Daniel está de acuerdo y agrega que su liderazgo se refleja más en sus acciones que en sus palabras.
La familia de Mía Villalpando siempre la ha apoyado.
(Familia Villalpando)
“Hay líderes que hablan y líderes que actúan. Mía es de las que actúa. Ella es muy competitiva y no soporta perder. Tiene un gran corazón pero es muy fuerte con sus valores”, afirmó.
Puedes encontrar vídeos de las intensas sesiones de trabajo de Villalpando en las redes sociales. En una publicación, uno de sus entrenadores explicó cómo le dijeron que descansara, que “bajara un poco el ritmo”.
Danielle admite que está sorprendida por lo duro que está entrenando su hija.
“No sé de dónde saca tanta pasión. Nunca se queja, nunca pone excusas. Todos se cansan, pero él sigue adelante. Hay que decirle que descanse”, explicó Daniel.

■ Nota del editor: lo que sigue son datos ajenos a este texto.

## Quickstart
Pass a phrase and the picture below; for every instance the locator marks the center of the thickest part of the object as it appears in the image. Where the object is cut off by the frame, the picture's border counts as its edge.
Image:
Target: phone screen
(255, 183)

Esta mentalidad, dice, refleja la ética de trabajo que veía en casa.
Daniel y Melody enfrentaron adversidades cuando formaron su familia, Melody tenía solo 16 años cuando dio a luz a su primera hija. Daniel tuvo que abandonar la escuela en el décimo grado para comenzar a trabajar y mantener a su familia, mientras que Melody terminó la escuela secundaria con su apoyo. Sabían que tenían que esforzarse para mantener a sus familias.
“Mi esposa y yo siempre hemos trabajado duro y no hemos puesto excusas”, dijo Daniel. “Creo que Mia lo aprendió sin que nosotros se lo dijéramos”.
este Artículo publicado por primera vez en español. Vía LA Times en Español.